Os provadores tomavam a solução em concentrações crescentemente diluídas, até que eles alcançassem o ponto que o líquido já “não queimava” a boca.

Um número foi então dado a cada pimenta, baseado-se em quanto precisou ser diluída até que eles já não pudessem provar (sentir) o calor. É um procedimento de diluição subjetivo, levando em conta o gosto. A ardência (ou fator de calor) das pimentas é medida em múltiplos de 100 unidades.
Da Sweet Bell, zero unidades de Scoville (SHU) a poderosa Carolina Reaper, 2.200.000 (dois milhões e duzentas mil) unidades de Scoville (SHU).

Atualmente é utilizado um Cromatógrafo Líquido (HPLC), equipamento de precisão que determina os níveis de capsaicina. A American Spice Trade Association (ASTA) é um forte defensor do uso do HPLC e são expressos em unidades “ASTA”.
A escala Scoville tornou-se referência e as empresas criaram uma tabela de conversão de ASTA para Scoville (SHU). Esse é o legado de Scoville!

O efeito bombástico da pimenta começa na língua!

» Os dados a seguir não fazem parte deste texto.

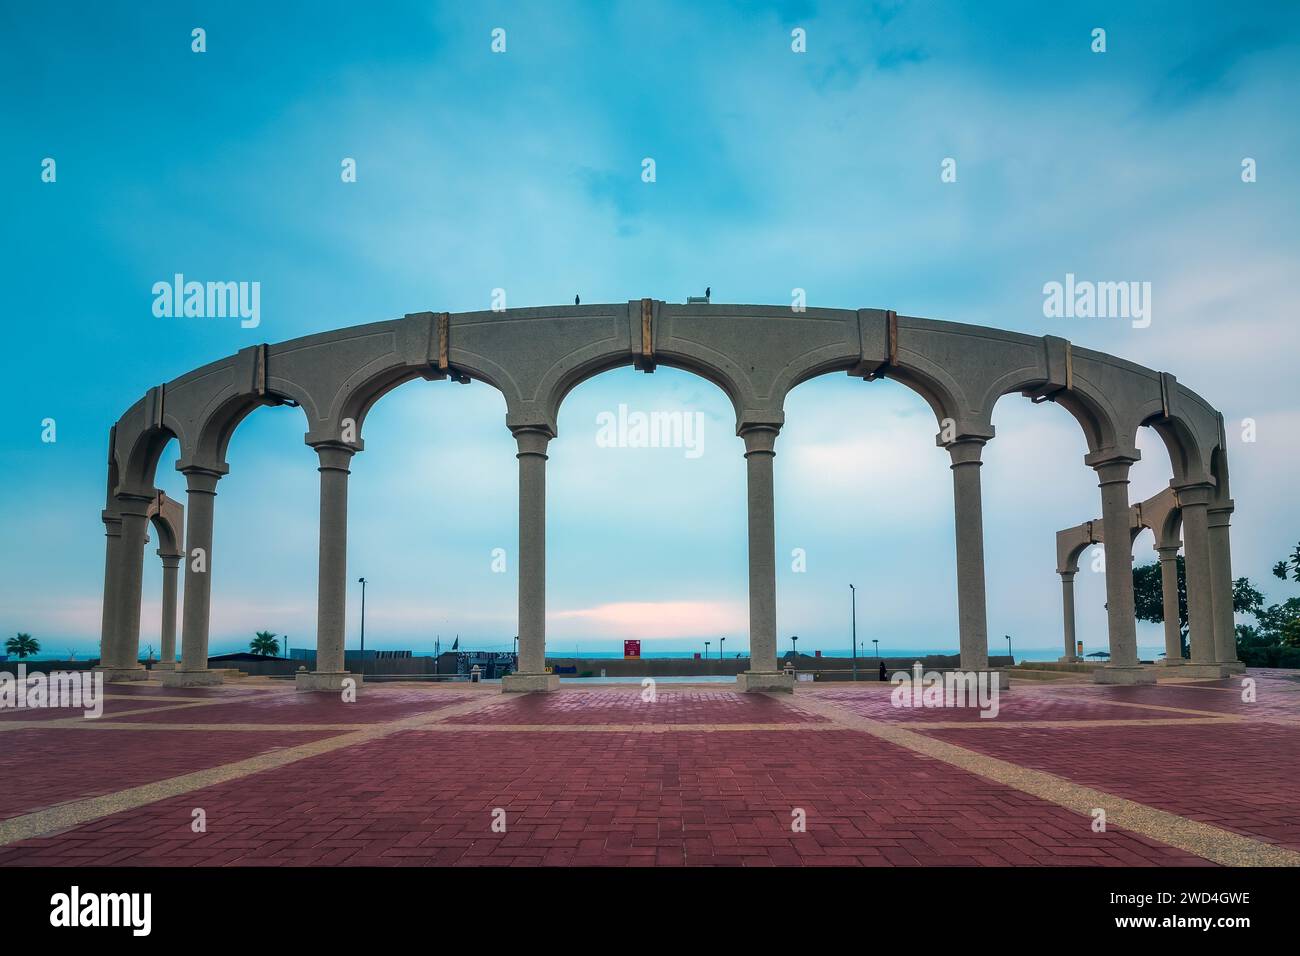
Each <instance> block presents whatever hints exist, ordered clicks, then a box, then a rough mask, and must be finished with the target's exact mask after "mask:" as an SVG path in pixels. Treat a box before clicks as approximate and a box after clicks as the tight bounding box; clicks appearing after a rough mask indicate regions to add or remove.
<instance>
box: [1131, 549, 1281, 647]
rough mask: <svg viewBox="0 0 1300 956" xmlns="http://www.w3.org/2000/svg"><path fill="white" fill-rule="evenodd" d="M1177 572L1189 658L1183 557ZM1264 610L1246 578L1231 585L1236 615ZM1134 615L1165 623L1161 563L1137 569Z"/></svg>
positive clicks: (1234, 611) (1138, 618) (1182, 645)
mask: <svg viewBox="0 0 1300 956" xmlns="http://www.w3.org/2000/svg"><path fill="white" fill-rule="evenodd" d="M1174 564H1175V567H1177V570H1178V632H1179V644H1180V646H1182V650H1183V657H1190V656H1191V652H1190V648H1188V645H1187V563H1186V562H1184V561H1183V555H1182V554H1179V555H1178V558H1175V561H1174ZM1262 606H1264V594H1261V593H1260V592H1258V591H1257V589H1256V588H1255V587H1253V585H1252V584H1251V581H1249V579H1247V578H1238V579H1236V580H1235V581H1232V611H1234V613H1236V614H1257V613H1258V610H1260V609H1261V607H1262ZM1134 613H1135V614H1136V617H1138V620H1147V622H1149V623H1152V624H1162V623H1164V622H1165V591H1164V585H1162V581H1161V572H1160V562H1158V561H1156V562H1152V563H1149V564H1139V566H1136V567H1134Z"/></svg>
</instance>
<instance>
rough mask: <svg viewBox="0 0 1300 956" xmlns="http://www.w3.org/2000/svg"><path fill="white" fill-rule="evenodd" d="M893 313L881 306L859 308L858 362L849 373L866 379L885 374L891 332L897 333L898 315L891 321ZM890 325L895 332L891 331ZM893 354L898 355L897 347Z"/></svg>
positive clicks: (870, 379) (886, 365)
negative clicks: (883, 309) (881, 309)
mask: <svg viewBox="0 0 1300 956" xmlns="http://www.w3.org/2000/svg"><path fill="white" fill-rule="evenodd" d="M893 315H894V313H893V312H889V311H883V310H879V308H859V310H858V363H857V364H855V365H853V368H850V369H849V375H852V376H853V377H855V378H863V380H866V381H872V380H875V378H879V377H881V376H883V375H884V372H883V369H884V368H885V367H887V365H888V364H889V356H891V347H889V342H891V334H897V325H898V323H897V316H894V319H893V320H892V321H891V316H893ZM891 326H892V328H893V329H894V333H891ZM893 354H894V355H897V349H894V350H893Z"/></svg>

Quando alguém morde a pimenta, ela se rompe e libera a capsaicina, seu composto químico ativo mais importante.
A substância estimula os receptores de calor e de dor presentes em toda a língua.
O cérebro interpreta esse ardor como se a língua tivesse sido queimada e faz com que os receptores opióides do sistema nervoso central produzam endorfina, responsável pela sensação de bem-estar.

Esses receptores são os mesmos que respondem a algumas drogas.
A capsaicina também altera o equilíbrio térmico do corpo, provocando ondas de calor e suor.

A fonte de calor (Capsaicina) é encontrada em todas as pimentas, em maior ou menor grau de “ardência”. Ela nos dá a falsa impressão de “queimar” o que na verdade não ocorre.

Trata-se de um truque químico que faz o cérebro reconhecer a sensação como uma forma de calor. Isto acontece porque a Capsaicina tem ligação de direta com a superfície de células nervosas específicas. Normalmente, estas proteínas, conhecidas como receptores TRPV1, permanecem inativas em mamíferos, exceto quando estimuladas por temperaturas superiores a 42°C.

Quando estimuladas, elas provocam uma sensação de calor e dor, um aviso para ficar longe de uma fonte de possíveis danos. Devido a ligeiras diferenças na estrutura da TRPV1 entre mamíferos e aves, a capsaicina é incapaz de se ligar a esta mesma proteína em aves, o que permite, por exemplo, que pássaros carreguem as sementes de pimenta sem qualquer problema.

Esta proteína ‘receptora de calor’ é encontrada por todo o sistema nervoso, incluindo, células nervosas em nossa pele e no sistema digestivo.
Isso significa que por dentro e por fora, as pimentas podem queimar.